Similarly, Ciitizen is a private collaborative platform that enables individual patients and larger patient advocacy groups for cancer and rare neurologic disorders to collect, digitise, and share their health information for research with pharmaceutical companies as well as hospitals for treatment management of individuals. The platform has introduced innovative modes of implementing user-centric health research wherein patients and advocacy groups are consulted while framing partnerships with third party entities who would gain access to their data, deciding the terms and purpose of such collaborations. Individual consent for participation in a specific research is essential to the operation of Ciitizen.

These models perform the twin tasks of unlocking the societal value of data by empowering communities whilst concomitantly creating public good solutions — evolving a potentially diverse set of data sharing mechanisms between patients, providers, academics and pharmaceutical companies to use sensitive health information for research and treatment.
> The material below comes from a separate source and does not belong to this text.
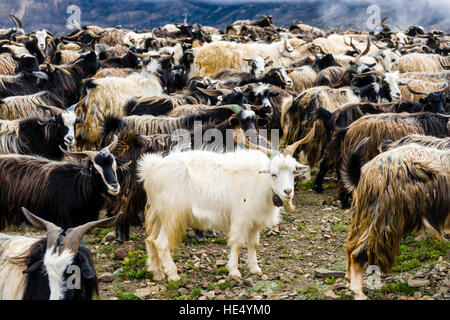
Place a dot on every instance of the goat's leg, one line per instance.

There are three stages of data stewardship that most organisations traverse through while making trade-offs at each level (Source: Aapti analysis)

Health data governance

While the merits afforded by stewardship have been outlined, the specific implications it holds for various stakeholders ought to be unpacked in light of the various governance considerations it involves. Here are three recommendations to implement a more equitable framework for health data governance for regulators and organisations looking to steward sensitive health information:

  1. Increase transparency in health data sharing agreements: Existing data sharing agreements between healthcare providers, technology companies and hospitals remain opaque to patients and caregivers who are the primary data generators. The systematic exclusion of individuals from data sharing agreements has an invisiblising effect on their position within the data value chain. There is a need to increase transparency of agreements for patients and the larger public. This can be achieved by implementing mandatory disclosure requirements of stakeholders with respect to health data use/sharing.
  2. Conduct regular audits: Regulators and citizen groups should conduct regular audits of data sharing practices among providers, private corporations and public agencies to ensure transparency, accountability and procedural fairness in the process of sharing. This step goes beyond conventional internal review board assessments which are merely concerned with protecting the privacy of individuals involved in research, while comprehensive data audits can highlight broader opportunities for health data sharing for social good.
  3. Accentuate user agency in data governance: Users should be organised and empowered to negotiate with healthcare providers to have greater say in who uses data and to what end — mechanisms like data cooperatives (ex: Salus.coop, MiData) can be institutionalised to actualise this. Enhanced agency can impact existing patterns of consent — marking a departure from the current blanket and uninformed processes to more dynamic, process-based and granular approaches. These mechanisms can also make sure that data generators (patients and communities) are compensated either financially or through individual-centric insights obtained from their data.

As data value chains continue to evolve against the backdrop of the pandemic, there is a need to forge creative solutions which place patients and their caregivers at the heart of health data governance frameworks. Balancing data openness and innovation to inform public health policy, research and disease management without compromising rights, agency and security of data generators is the primary aim of health data stewardship — a mechanism whose essential roots lie in fairness, transparency and accountability.